The song submission period for the 2018 national final was meant to end on the 20th of October, however the broadcaster has decided to extend the submission period for another few weeks, finishing on the 10th of November. This gives the potential representatives more time to create and perfect the ultimate Eurovision song!
Serbian broadcaster RTS is hoping that by extending the submission period, they are able to receive as many diverse entries as possible in order to give the national final a competitive atmosphere. It’s still unsure as to whether the national selection will consist of one or two shows, and we don’t yet know where it will be held, but that information will come in due time! The two hosting possibilities are the RTS studio in Kosutnjak or the traditional host of Beovizija, the Sava Centar.

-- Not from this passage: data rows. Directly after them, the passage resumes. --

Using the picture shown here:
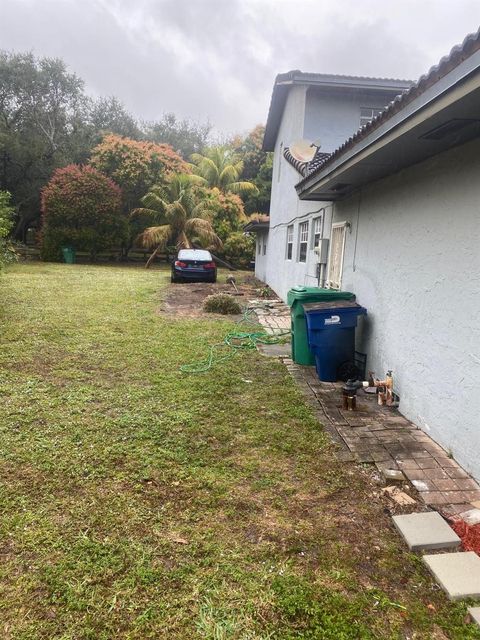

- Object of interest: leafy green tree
[90,134,188,213]
[132,174,222,268]
[234,124,269,182]
[0,51,85,239]
[0,191,16,270]
[232,125,273,214]
[244,153,273,215]
[41,165,128,261]
[223,231,255,269]
[191,147,257,196]
[143,113,212,159]
[201,187,247,242]
[88,96,143,143]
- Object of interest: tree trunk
[145,245,160,269]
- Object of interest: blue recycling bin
[303,300,367,382]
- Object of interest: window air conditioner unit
[314,238,328,264]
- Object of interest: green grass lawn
[0,263,480,640]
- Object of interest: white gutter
[296,51,480,195]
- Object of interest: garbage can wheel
[337,360,360,382]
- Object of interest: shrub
[203,293,242,315]
[41,164,127,261]
[223,232,255,269]
[0,191,16,269]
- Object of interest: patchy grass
[0,263,480,640]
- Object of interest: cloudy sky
[0,0,480,132]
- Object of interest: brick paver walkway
[248,300,290,335]
[283,358,480,514]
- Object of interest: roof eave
[295,50,480,200]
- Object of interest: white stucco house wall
[288,32,480,479]
[253,71,411,299]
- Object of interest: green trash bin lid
[287,285,355,307]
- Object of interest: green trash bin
[62,247,75,264]
[287,286,355,365]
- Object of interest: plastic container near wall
[303,300,367,382]
[287,286,355,365]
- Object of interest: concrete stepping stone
[468,607,480,626]
[423,551,480,600]
[393,511,461,551]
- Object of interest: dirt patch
[161,275,278,318]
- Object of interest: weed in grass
[0,263,480,640]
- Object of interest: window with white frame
[286,224,293,260]
[327,222,347,289]
[360,107,383,127]
[298,222,308,262]
[313,218,322,249]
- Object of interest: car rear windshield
[178,249,212,261]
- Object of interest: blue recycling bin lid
[303,300,367,330]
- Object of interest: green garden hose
[180,305,290,373]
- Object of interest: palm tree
[131,174,222,269]
[191,147,258,195]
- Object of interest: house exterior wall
[333,141,480,479]
[255,231,268,282]
[303,88,395,153]
[262,86,326,300]
[255,85,404,300]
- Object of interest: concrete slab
[393,511,460,551]
[468,607,480,626]
[460,509,480,525]
[423,551,480,600]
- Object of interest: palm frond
[137,224,172,249]
[176,231,192,250]
[130,207,159,220]
[142,190,165,213]
[218,164,239,186]
[185,218,223,249]
[227,181,258,195]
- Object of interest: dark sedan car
[171,249,217,282]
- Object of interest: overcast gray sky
[0,0,480,132]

The finer details about the selection have been released however, including the format of the selection and the regulations for the submissions. Out of the submitted entries, there will be a shortlist of up to 10 acts who will be chosen by a panel of music experts from RTS. In the case that there aren’t enough quality entries, RTS are also able to just select one entry internally.

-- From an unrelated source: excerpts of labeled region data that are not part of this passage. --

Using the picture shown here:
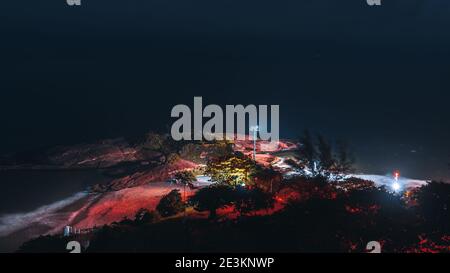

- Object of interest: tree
[156,189,185,217]
[175,171,197,185]
[317,135,335,172]
[415,181,450,233]
[205,155,255,186]
[298,130,317,173]
[190,184,234,219]
[234,188,275,215]
[253,167,283,193]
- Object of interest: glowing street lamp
[250,125,259,162]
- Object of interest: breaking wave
[0,192,88,237]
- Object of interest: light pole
[250,125,259,162]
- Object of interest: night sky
[0,0,450,181]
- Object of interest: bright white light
[392,182,401,192]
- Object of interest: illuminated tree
[175,171,197,185]
[190,185,234,219]
[156,189,185,217]
[205,155,255,186]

The finalists will perform in televised show which is likely to happen in February 2018. The winner will be selected though a mixture of both televoting and jury vote. RTS are hoping for entries that are ‘fun and popular,’ so perhaps an upbeat tune will represent Serbia this year?
The other requirement is that song lyrics must be written in one of languages used within Serbia, which includes of course Serbia, as well as Albanian, Bosnian, Bulgarian, Croatian, Hungarian, Romanian, Rusyn and Slovak which are all recognised minority languages. The singers must be Serbian citizens, and RTS wants all potential representatives to have ideas for potential staging.